Understanding configure.py

Botan’s build is handled with a custom Python script, configure.py. This document tries to explain how configure works.

Note

You only need to read this if you are modifying the library, or debugging some problem with your build. For how to use it, see Building The Library.

Build Structure

Modules are a group of related source and header files, which can be individually enabled or disabled at build time. Modules can depend on other modules; if a dependency is not available then the module itself is also removed from the list. Examples of modules in the existing codebase are asn1 and x509, Since x509 depends on (among other things) asn1, disabling asn1 will also disable x509.

Most modules define one or more macros, which application code can use to detect the modules presence or absence. The value of each macro is a datestamp, in the form YYYYMMDD which indicates the last time this module changed in a way that would be visible to an application. For example if a class gains a new function, the datestamp should be incremented. That allows applications to detect if the new feature is available.

What configure.py does

First, all command line options are parsed.

Then all of the files giving information about target CPUs, compilers, etc are parsed and sanity checked.

In calculate_cc_min_version the compiler version is detected using the preprocessor.

Then in check_compiler_arch the target architecture are detected, again using the preprocessor.

Now that the target is identified and options have been parsed, the modules to include into the artifact are picked, in ModulesChooser.

In create_template_vars, a dictionary of variables is created which describe different aspects of the build. These are serialized to build/build_config.json.

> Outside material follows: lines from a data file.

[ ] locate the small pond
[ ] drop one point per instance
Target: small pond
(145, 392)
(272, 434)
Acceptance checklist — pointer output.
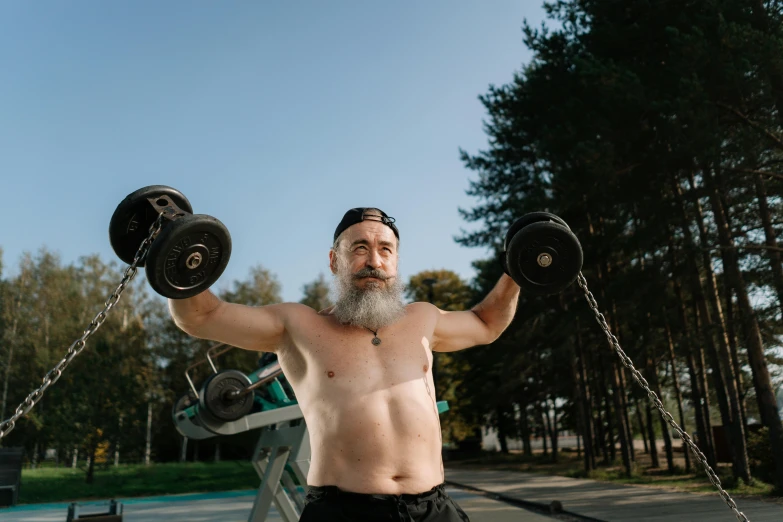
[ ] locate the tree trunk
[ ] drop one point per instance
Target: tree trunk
(148, 446)
(553, 430)
(585, 400)
(725, 390)
(699, 394)
(524, 426)
(502, 435)
(640, 421)
(677, 392)
(622, 430)
(770, 239)
(651, 435)
(765, 395)
(619, 387)
(91, 465)
(183, 451)
(626, 412)
(732, 335)
(607, 410)
(34, 460)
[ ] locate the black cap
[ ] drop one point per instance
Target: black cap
(359, 214)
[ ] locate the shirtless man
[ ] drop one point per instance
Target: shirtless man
(362, 374)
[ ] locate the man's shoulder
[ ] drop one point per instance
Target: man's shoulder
(421, 307)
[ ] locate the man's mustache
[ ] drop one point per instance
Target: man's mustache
(371, 272)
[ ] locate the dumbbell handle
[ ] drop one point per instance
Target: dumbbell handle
(233, 395)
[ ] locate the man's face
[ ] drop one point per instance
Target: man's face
(368, 252)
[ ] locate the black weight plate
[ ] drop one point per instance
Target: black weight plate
(188, 256)
(132, 218)
(532, 217)
(544, 237)
(213, 401)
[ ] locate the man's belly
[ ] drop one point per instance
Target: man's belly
(385, 442)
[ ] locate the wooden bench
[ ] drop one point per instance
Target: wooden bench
(10, 475)
(76, 512)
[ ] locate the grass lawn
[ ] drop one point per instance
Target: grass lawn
(66, 484)
(569, 465)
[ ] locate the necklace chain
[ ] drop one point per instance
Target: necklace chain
(375, 340)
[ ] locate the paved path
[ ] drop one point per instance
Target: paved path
(235, 507)
(613, 502)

Up until this point no changes have been made on disk. This occurs in do_io_for_build. Build output directories are created, and header files are linked into build/include/botan. Templates are processed to create the Makefile, build.h and other artifacts.

When Modifying configure.py

Run ./src/scripts/ci_build.py lint to run Pylint checks after any change.

Template Language

Various output files are generated by processing input files using a simple template language. All input files are stored in src/build-data and use the suffix .in. Anything not recognized as a template command is passed through to the output unmodified. The template elements are:

  • Variable substitution, %{variable_name}. The configure script creates many variables for various purposes, this allows getting their value within the output. If a variable is not defined, an error occurs.

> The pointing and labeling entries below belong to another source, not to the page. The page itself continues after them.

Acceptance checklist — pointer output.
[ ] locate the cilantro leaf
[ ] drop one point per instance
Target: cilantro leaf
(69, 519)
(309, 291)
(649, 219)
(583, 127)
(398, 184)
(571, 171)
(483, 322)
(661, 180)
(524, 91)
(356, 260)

    If a variable reference ends with |upper, the value is uppercased before being inserted into the template output.

    Using |concat:<some string> as a suffix, it is possible to conditionally concatenate the variable value with a static string defined in the template. This is useful for compiler switches that require a template-defined parameter value. If the substitution value is not set (i.e. “empty”), also the static concatenation value is omitted.

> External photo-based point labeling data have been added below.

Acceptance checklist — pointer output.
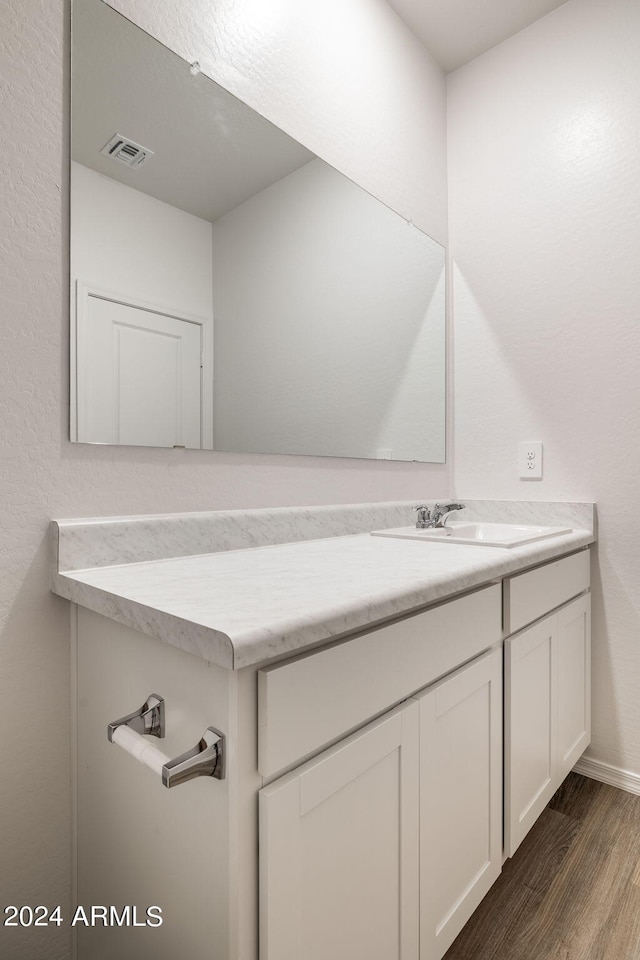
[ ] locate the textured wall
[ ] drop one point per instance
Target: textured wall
(544, 139)
(41, 474)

  • Iteration, %{for variable} block %{endfor}. This iterates over a list and repeats the block as many times as it is included. Variables within the block are expanded. The two template elements %{for ...} and %{endfor} must appear on lines with no text before or after.

  • Conditional inclusion, %{if variable} block %{endif}. If the variable named is defined and true (in the Python sense of the word; if the variable is empty or zero it is considered false), then the block will be included and any variables expanded. As with the for loop syntax, both the start and end of the conditional must be on their own lines with no additional text.

Build.h

The build.h header file is generated and overwritten each time the configure.py script is executed. This header can be included in any header or source file and provides plenty of compile-time information in the form of preprocessor #defines.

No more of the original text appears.